Anno sesto dell’era Covid (ovvero dopo Covid, come mugugnano a bassa voce gli scontenti): a pomeriggio inoltrato il centro cittadino è battuto da un vento impetuoso, ma il cielo limpidissimo è un preannuncio di primavera. Il calendario suggerisce che sia giovedì grasso, ma s’inganna: da tempo oramai le ricorrenze sono ridiventate giorni come gli altri, se non peggiori. Vie e piazze appaiono semivuote: bimbi solitari, guardati a vista da madri inselvatichite, lanciano timide manciate di coriandoli al nulla. Ci pensa la bora a spargere i cerchietti colorati in tutte le direzioni e a farli sparire. Poche le maschere, onnipresenti le mascherine. Vanno di fretta i rari passanti, fissando ingrugniti il lastricato, e non degnano di uno sguardo gli onnipresenti pannelli luminosi che ripetono messaggi mandati a memoria da un pezzo: “Indossate sempre il vostro dispositivo di protezione e mantenete distanze interpersonali di almeno 3 metri: ne va della vostra salute!”
Niente da dire: le regole vengono scrupolosamente rispettate – commenta tra sé un uomo di mezza età, avvolto in un loden blu. Ha il bavero alzato, la sdrucita mascherina azzurra gli protegge un po’ il naso dal freddo pungente. Si ferma ai piedi della vecchia fontana dei continenti per osservare la grande piazza sul mare e l’orizzonte definito da cime biancheggianti. Bello – riflette – ma è quasi uno scialo… Ristà, accendendosi a fatica una sigaretta, indifferente all’occhiataccia rivoltagli da una donna che accelera il passo trascinando le borse della spesa. L’uomo indovina che quei sacchi di nylon contengano prodotti scontati, a poco prezzo. La gente si è impoverita, intristita… ma pure incarognita. Le onde strepitano furiose sul molo, infradiciando le bitte corrose dagli anni: proprio la tempesta perfetta – mormora – ripescando pigramente un’espressione abusata.
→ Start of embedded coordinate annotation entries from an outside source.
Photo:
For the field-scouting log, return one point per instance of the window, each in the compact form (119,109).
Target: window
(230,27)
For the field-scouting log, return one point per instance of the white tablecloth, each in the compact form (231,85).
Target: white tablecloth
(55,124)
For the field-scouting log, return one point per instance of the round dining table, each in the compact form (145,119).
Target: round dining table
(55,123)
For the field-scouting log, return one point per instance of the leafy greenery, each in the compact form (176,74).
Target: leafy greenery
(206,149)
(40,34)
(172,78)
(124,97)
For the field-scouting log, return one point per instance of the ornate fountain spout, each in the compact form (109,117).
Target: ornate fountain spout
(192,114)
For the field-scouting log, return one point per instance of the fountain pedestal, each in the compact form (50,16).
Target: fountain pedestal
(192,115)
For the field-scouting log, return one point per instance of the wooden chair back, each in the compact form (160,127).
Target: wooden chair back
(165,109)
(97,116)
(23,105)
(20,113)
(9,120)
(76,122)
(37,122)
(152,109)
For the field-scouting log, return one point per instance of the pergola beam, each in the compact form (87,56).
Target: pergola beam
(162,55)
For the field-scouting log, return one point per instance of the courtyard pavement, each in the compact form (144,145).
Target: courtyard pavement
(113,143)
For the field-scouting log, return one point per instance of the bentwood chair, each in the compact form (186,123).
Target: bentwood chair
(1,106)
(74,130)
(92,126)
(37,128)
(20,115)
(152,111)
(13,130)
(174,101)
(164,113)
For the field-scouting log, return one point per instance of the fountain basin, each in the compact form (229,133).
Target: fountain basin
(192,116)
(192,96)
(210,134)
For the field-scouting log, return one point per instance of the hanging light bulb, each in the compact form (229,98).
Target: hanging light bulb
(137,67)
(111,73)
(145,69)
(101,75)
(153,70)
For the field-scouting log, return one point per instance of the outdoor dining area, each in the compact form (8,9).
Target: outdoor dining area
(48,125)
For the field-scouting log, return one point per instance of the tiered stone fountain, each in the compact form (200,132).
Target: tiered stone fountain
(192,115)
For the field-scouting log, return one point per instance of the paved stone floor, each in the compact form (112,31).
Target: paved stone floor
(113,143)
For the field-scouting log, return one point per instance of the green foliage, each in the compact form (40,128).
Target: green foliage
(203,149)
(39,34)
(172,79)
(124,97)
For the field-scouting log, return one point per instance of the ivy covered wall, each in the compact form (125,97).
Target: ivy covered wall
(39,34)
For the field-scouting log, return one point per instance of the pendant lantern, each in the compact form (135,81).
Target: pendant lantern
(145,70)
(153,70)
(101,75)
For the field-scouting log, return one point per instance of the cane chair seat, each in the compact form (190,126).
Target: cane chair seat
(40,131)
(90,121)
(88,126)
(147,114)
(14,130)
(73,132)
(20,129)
Riprende il cammino, diretto verso i vicoli di Cittavecchia. Le facciate sono linde, tirate a nuovo, anche se allo sguardo attento non sfuggono crepe recenti: a mancare è un unico ingrediente – la vita. Innumerevoli le saracinesche abbassate da baristi, ristoratori e negozianti che, dopo una rabbiosa resistenza, si sono arresi. D’altra parte, norme o non norme, la clientela si era man mano diradata fin quasi a svanire nell’aria. “Restate a casa!” – consiglio o comando che fosse (dipendeva dalle stagioni e dai picchi ricorrenti) è stato (e)seguito. “Niente sarà più come prima”: la promessa è stata mantenuta anche se – a ripensarci – si trattava piuttosto di una minaccia. Oggi i lavoratori sono tutti agilissimi: a disposizione dalle otto di mattina alle otto di sera, ma con gli stipendi decurtati dal contributo di solidarietà del 20%. Annunciando la misura quattro anni prima l’allora premier aveva fatto appello al senso di responsabilità dei “garantiti”: «Rinunciamo tutti, di buon grado, ad un po’ di superfluo per assicurare il necessario a chi non ha le nostre stesse tutele». Tutto giusto… ma di introdurre nuove, mirabolanti tutele nessuno si è poi ricordato: nel quotidiano diluvio di leggi e decreti non hanno mai trovato un pertugio libero. Quelle vecchie e residuali, in compenso, sono pian piano scomparse. L’uomo in loden scuro sa di essere descritto come un privilegiato: è un piccolo dirigente pubblico, anche se smagrita la paga mensile gli consente di tirare avanti.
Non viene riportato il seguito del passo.